Reading Time: 3 minutes

Want to lower risk and stay in tune with your customers?

Constant hypothesis testing is one of the best ways to do this.

As data scientists, we build algorithms with the purpose of automating tasks. We have a good idea that they’ll perform; We generally use historic data to assess performance before we send our predictive models out to the world.

But what then?

Constant Hypothesis Testing

That’s when testing must take over.

Is the current algorithm keeping customers engaged the way it’s supposed to? The way the offline test showed? The only way to understand the answers to these questions is through comparison to a baseline.

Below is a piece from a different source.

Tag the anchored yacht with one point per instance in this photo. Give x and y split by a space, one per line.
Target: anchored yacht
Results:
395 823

That’s where A/B testing comes in. We’ve written a lot about this topic and fast, efficient ways to run A/B tests. It’s something we take seriously, as this is generally how our work is graded. If we increase engagement (or whatever KPI we’re trying to optimize), this will only become evident through careful testing.

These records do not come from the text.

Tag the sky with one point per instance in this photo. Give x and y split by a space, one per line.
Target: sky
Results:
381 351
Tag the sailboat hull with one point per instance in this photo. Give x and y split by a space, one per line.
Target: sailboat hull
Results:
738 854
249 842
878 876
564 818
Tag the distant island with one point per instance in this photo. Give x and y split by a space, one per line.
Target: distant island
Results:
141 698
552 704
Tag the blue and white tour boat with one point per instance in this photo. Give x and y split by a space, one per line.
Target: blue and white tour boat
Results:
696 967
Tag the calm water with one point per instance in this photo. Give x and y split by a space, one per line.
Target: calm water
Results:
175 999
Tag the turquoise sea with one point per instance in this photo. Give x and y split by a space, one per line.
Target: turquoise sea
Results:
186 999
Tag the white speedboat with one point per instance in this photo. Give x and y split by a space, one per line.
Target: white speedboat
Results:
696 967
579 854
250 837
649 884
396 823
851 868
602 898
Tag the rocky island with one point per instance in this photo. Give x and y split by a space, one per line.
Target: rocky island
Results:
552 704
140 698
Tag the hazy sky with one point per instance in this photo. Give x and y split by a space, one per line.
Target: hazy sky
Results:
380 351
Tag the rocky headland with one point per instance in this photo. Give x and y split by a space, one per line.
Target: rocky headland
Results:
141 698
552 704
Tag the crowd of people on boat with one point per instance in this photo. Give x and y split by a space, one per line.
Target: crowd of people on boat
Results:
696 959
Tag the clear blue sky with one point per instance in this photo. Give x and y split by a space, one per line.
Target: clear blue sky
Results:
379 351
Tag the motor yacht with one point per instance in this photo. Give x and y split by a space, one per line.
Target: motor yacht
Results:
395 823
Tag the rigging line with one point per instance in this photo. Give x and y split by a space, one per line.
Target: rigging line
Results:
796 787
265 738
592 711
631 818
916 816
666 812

This week, I’ll keep it short and sweet by recommending two articles that explain how to run efficient tests and grow your bottom line:

  1. The first article, Better Testing Equals More Revenue, offers straightforward examples to explain the importance of good A/B testing and the implications of getting it right.
  2. The second article, Know Your Options When It Comes To A/B Testing, digs into various A/B testing options and is substantially more advanced.

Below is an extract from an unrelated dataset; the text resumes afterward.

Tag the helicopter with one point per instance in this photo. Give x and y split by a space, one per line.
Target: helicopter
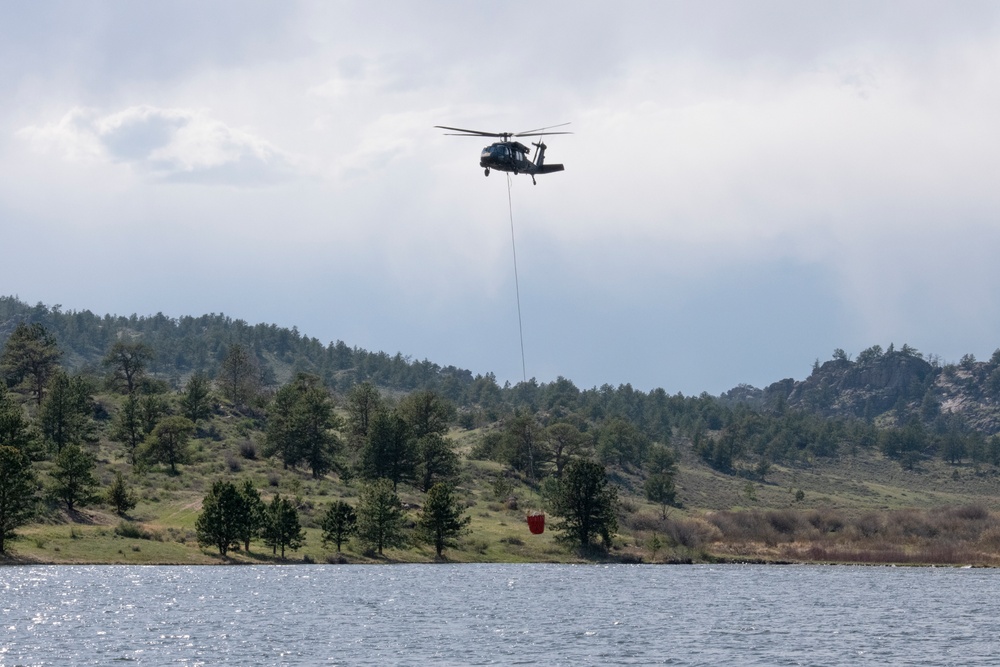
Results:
511 156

I hope this is helpful content to you!

Have a wonderful week,


Of Interest

Kate Crawford: ‘A.I. is Neither Artificial nor Intelligent’
Kate Crawford is a research professor of communication and science and technology studies at the University of Southern California and a senior principal researcher at Microsoft Research. In this article, she comments on how natural resources and human labour drive machine learning and the regressive stereotypes that are baked into its algorithms. What’s at stake as A.I. reshapes our world?

Google Hopes A.I. can Turn Search Into a Conversation
With the evolution of search, Google wants its core product to infer meaning from human language, answer multipart questions, and look more like Google Assistant sounds. Last month, CEO Sundar Pichai introduced LaMDA, A.I. designed to have a conversation on any topic. “We believe LaMDA’s natural conversation capabilities have the potential to make information and computing radically more accessible and easier to use,” Pichai shares. Read more here.

When A.I. Becomes Child’s Play
Despite their popularity with kids, tablets and other connected devices are built on top of systems that weren’t designed for them to easily understand or navigate. But adapting algorithms to interact with a child isn’t without its complications—as no one child is exactly like another. Most recognition algorithms look for patterns and consistency to successfully identify objects. But kids are notoriously inconsistent. In this podcast episode, MIT Technology Review examines the relationship A.I. has with kids.